# That temperature problem question (bearded dragon)



## RachaelWebbster (Aug 20, 2014)

I know, I know, everyone has gone over the temperature issue billions of times already.

Basically, I can't get to grips with the temps in our bearded dragons vivarium. I know what they are meant to be, but getting them is a whole different thing.

If you can't be bothered reading this essay, skip to the end, I'll list the temps and stuff I'm getting.

I've tried having the thermostat probe (Habistat dimmiming stat) in the cold end to no avail, it's now positioned roughly in the middle. I don't know whether to move it over a little more into the warm end or not. 

We've got 2 thermometers, one probe (next to the stat) and a laser gun.

I'm using a 50w Halogen (75w equivalent) roughly 1ft from the basking rock (slate) we're using. We can't raise or lower the fitting for the bulb and never really had any luck when bringing the spot itself up a bit.

At the moment, our basking spot temperatures are fine, ranging from 104-111 (I know 111 is a bit high but I'm hoping fiddling with something later on will help that).

We've got a piece of bark propped up on some bamboo root to allow Alduin to climb if he wants. It also provides the highest place to be under the UV bulb, (we bought a brand new Arcadia T5 canopy/luminaire yesterday). The -bark runs through the warm side and into the middle, I've recorded temperatures around 87-90 in that area. However, at the back around the stat probe i'm getting readings of 76-78.

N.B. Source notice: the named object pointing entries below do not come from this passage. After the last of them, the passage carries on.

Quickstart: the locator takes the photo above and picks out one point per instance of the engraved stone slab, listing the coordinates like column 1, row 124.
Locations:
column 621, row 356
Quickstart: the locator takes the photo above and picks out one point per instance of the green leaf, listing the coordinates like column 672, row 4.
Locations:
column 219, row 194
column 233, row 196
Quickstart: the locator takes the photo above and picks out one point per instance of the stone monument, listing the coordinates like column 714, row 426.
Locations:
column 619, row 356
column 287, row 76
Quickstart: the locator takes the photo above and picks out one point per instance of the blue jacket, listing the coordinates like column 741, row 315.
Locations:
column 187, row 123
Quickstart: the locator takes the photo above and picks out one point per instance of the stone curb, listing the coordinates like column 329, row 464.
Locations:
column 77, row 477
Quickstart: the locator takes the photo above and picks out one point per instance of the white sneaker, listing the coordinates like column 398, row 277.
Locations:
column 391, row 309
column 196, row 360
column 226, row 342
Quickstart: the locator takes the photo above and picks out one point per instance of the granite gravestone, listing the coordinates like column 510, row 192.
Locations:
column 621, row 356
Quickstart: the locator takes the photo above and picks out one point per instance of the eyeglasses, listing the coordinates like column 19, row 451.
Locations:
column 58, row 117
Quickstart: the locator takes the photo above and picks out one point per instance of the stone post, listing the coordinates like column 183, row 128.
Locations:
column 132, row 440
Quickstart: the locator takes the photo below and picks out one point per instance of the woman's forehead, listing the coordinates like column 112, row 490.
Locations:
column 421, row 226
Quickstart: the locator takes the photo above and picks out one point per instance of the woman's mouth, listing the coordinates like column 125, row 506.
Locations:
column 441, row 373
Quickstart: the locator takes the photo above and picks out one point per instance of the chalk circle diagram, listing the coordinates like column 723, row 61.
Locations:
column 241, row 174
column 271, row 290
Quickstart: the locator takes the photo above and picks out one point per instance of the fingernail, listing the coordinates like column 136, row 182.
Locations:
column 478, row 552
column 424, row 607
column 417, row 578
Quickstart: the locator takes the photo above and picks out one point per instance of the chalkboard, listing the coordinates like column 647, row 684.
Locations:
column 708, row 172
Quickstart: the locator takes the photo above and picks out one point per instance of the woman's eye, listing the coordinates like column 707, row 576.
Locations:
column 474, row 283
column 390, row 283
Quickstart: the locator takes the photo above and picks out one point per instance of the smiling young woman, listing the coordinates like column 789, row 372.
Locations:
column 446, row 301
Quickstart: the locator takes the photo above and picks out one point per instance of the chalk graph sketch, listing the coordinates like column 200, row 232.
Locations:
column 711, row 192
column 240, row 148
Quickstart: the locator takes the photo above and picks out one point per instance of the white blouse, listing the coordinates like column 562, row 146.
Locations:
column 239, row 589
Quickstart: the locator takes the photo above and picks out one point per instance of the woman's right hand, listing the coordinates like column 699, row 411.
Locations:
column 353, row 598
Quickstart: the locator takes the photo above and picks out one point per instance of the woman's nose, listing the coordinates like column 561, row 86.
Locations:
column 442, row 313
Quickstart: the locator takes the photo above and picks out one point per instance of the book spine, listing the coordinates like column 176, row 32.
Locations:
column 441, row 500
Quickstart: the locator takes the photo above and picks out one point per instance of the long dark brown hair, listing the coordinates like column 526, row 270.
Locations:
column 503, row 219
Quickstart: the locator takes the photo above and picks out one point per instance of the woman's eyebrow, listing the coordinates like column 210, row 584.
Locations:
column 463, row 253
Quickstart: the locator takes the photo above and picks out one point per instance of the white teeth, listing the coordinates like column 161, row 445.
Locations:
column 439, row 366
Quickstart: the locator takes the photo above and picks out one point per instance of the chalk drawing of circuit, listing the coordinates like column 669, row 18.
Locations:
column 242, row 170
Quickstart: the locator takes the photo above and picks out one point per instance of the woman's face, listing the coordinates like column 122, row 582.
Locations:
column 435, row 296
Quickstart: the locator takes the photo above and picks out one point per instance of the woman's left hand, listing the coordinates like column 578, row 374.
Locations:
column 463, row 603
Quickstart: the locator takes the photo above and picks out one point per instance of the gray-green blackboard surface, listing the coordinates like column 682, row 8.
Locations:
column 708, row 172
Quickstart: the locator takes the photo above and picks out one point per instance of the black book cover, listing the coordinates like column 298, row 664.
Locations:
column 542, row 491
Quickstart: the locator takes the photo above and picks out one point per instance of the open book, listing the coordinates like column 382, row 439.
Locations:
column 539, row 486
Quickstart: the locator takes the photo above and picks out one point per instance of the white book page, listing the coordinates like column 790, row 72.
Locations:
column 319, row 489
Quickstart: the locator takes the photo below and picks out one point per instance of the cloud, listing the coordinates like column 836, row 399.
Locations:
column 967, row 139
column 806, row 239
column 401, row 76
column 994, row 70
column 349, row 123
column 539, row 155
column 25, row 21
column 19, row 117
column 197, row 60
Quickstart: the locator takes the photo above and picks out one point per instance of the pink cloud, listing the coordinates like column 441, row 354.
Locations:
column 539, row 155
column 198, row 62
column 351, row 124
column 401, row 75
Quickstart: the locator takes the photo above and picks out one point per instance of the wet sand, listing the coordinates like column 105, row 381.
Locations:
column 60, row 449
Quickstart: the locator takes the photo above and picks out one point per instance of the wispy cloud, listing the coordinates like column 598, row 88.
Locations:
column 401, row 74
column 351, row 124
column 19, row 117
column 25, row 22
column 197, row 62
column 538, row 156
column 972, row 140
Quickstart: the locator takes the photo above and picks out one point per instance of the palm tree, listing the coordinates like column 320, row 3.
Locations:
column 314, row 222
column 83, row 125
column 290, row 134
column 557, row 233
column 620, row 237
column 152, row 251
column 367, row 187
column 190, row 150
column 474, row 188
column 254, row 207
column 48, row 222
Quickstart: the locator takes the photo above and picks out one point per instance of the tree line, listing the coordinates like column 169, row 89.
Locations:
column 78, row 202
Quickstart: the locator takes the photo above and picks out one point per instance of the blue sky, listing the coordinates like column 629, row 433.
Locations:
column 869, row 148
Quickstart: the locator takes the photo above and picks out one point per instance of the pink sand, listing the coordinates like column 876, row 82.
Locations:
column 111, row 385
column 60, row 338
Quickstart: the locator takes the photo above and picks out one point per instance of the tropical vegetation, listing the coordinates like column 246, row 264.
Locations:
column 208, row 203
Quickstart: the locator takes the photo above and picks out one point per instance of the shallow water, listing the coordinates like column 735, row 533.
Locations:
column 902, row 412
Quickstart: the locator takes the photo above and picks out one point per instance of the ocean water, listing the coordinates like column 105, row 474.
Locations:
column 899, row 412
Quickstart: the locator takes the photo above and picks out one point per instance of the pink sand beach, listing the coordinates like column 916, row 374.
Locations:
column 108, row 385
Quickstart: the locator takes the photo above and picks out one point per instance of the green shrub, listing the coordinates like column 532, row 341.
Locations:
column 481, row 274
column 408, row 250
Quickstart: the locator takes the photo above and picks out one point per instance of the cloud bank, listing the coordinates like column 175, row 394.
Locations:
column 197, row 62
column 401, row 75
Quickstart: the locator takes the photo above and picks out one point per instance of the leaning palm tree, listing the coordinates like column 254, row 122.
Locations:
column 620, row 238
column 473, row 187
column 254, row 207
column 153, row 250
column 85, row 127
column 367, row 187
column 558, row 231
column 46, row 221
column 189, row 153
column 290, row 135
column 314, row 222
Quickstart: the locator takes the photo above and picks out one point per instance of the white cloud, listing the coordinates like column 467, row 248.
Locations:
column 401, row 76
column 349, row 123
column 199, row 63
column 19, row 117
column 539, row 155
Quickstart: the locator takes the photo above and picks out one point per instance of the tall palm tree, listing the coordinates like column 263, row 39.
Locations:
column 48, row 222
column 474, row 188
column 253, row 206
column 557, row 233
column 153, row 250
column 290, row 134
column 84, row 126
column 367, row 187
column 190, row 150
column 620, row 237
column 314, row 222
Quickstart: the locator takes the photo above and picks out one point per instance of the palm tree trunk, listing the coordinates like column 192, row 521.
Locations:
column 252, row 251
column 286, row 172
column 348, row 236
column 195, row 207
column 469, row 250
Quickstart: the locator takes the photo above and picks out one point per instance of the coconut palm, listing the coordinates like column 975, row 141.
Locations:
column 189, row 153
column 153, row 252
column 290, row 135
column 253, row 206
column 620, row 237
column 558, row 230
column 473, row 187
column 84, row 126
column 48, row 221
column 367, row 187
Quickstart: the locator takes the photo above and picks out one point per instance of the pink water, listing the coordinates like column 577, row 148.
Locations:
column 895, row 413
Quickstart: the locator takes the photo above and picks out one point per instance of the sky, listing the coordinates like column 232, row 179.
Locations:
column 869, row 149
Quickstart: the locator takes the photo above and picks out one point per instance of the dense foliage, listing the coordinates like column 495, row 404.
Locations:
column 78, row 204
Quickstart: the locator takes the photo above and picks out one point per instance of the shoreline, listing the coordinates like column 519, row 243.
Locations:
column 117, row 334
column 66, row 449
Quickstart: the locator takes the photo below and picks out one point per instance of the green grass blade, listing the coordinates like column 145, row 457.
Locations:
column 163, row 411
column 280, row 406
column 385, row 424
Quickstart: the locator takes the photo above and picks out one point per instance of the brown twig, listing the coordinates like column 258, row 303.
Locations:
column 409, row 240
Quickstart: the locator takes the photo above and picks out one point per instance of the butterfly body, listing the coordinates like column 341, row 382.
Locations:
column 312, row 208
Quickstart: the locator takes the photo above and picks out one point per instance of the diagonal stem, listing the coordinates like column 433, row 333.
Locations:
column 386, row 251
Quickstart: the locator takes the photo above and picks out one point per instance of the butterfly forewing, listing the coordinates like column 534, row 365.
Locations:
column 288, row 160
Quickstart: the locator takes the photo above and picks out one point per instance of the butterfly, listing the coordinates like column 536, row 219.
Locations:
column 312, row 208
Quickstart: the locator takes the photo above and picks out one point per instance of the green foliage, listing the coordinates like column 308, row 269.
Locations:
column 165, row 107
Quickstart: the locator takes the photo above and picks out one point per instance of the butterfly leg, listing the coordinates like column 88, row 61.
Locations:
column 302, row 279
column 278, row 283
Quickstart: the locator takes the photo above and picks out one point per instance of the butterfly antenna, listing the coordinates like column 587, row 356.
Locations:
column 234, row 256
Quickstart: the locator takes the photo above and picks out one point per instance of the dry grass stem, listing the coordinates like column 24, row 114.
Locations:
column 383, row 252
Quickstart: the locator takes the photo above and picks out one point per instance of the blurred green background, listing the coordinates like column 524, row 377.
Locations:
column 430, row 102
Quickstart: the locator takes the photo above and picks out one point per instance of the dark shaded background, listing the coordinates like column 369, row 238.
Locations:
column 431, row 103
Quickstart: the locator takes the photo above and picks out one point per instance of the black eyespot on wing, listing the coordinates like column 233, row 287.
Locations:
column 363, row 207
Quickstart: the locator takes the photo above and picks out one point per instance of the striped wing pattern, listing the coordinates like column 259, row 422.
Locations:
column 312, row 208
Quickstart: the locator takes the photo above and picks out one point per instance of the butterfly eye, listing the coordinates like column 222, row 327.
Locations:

The cold end is only appearing to reach a similar temperature to the middle/back of the viv at 76-78. I know the cold end temp is within the acceptable range but I'd like it to be a little higher, at least 78 - 80+.

It's driving me mad to get the gradient right without making the basking spot soar, or the cold end not changing. We bought a 60w spot bulb (incandescent) yesterday but not entirely sure it'll get me the temperatures. 

Briefly;
Vivarium - 4 x 2 x 2
Basking Bulb - 50w Halogen (75 W incandescent equivalent) 1 ft away from spot
Basking temps - 104-111
Warm side (on bark) - 87-90
Middle of viv (at probe, at the back) - 76-78
Cold end - 76- 78


If anybody can think of any ideas to help improve the cold end temp, while keeping the basking temp the same please share.


----------



## herper147 (Feb 7, 2009)

Honestly I would be happy with those low end temps, it gives a broad gradient and they are extremely tolerant of temperature changes and will adjust to your settings.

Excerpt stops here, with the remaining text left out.